Does bash shell interpret usage of quotation mark inconsistently?

Here is my code, I'n on a Macbook Pro mid-2014 updated to the latest. I use Bash 5.1.8

apples-MacBook-Pro:Documents apple$ egrep s* states.txt
apples-MacBook-Pro:Documents apple$ egrep "s*" states.txt
Alabama
Alaska
Arizona
Arkansas
California
Colorado
Connecticut
Delaware
Florida
Georgia
Hawaii
Idaho
Illinois
Indiana
Iowa
Kansas
Kentucky
Louisiana
Maine
Maryland
Massachusetts
Michigan
Minnesota
Mississippi
Missouri
Montana
Nebraska
Nevada
New Hampshire
New Jersey
New Mexico
New York
North Carolina
North Dakota
Ohio
Oklahoma
Oregon
Pennsylvania
Rhode Island
South Carolina
South Dakota
Tennessee
Texas
Utah
Vermont
Virginia
Washington
West Virginia
Wisconsin
Wyoming
apples-MacBook-Pro:Documents apple$ egrep s{2} states.txt
Massachusetts
Mississippi
Missouri
Tennessee
apples-MacBook-Pro:Documents apple$ egrep "s{2}" states.txt
Massachusetts
Mississippi
Missouri
Tennessee

As you can see, if I don't quote s*, egrep doesn't interpret the metacharacter *,(I assume it treats the * as a literal ?) but if I quoted s, it is treates as a metacharacter, as expected. This, however, is not the case with the usage of {}, regardless of whether I quoted the regex or not, it is interpreted by the shell as a metachracter.

Why the discrepency?


Solution 1:

As you can see, if I don't quote s*, egrep doesn't interpret the metacharacter *,(I assume it treats the * as a literal ?) but if I quoted s, it is treates as a metacharacter, as expected

If you don't quote the s*, egrep does not even receive the metacharacter * as the wildcard is expanded by bash before command execution – this is the usual way file wildcards work in Unix shells.

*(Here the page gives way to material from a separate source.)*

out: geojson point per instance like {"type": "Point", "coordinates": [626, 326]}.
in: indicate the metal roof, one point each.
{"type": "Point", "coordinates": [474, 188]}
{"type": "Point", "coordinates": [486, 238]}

As you have a file matching this wildcard (the very same states.txt), the actual command that will be run by bash is egrep states.txt states.txt. (Of course, if there are more files beginning with 's', they will be included as additional arguments.)

Only if the wildcard matches no files it is then passed to the program unaltered (e.g. xnughxkrtb* will probably remain as-is). You can find out the actual command by prepending echo – as wildcard expansion is done by the shell, it will be done equally for echo as well as egrep.

On the other hand, if you do quote the s*, it is received by egrep exactly as written. (Though in egrep it is not a wildcard but a regexp, one that matches literally everything, as any string has "zero or more" 's' characters, which is why it outputs all states.)

The shell also recognizes \ to suppress a special character, so egrep s\* states.txt would also have worked. (If you want egrep itself to receive the backslash literally, you may need to double it.)

This, however, is not the case with the usage of {}, regardless of whether I quoted the regex or not, it is interpreted by the shell as a metachracter.

This is almost the same situation, with {} being another type of a shell expansion. However, in your case it happens to still work unquoted because this type of shell expansion does not trigger unless it has at least two comma-separated items (or a range). That is, {a,b} or {a..z} are expanded by bash but {a} alone isn't.

For example, if you had tried s{2,5} without quoting, this would have been expanded by the shell, and the resulting command would've been egrep s2 s5 states.txt. (Again, you can detect this by using echo first.)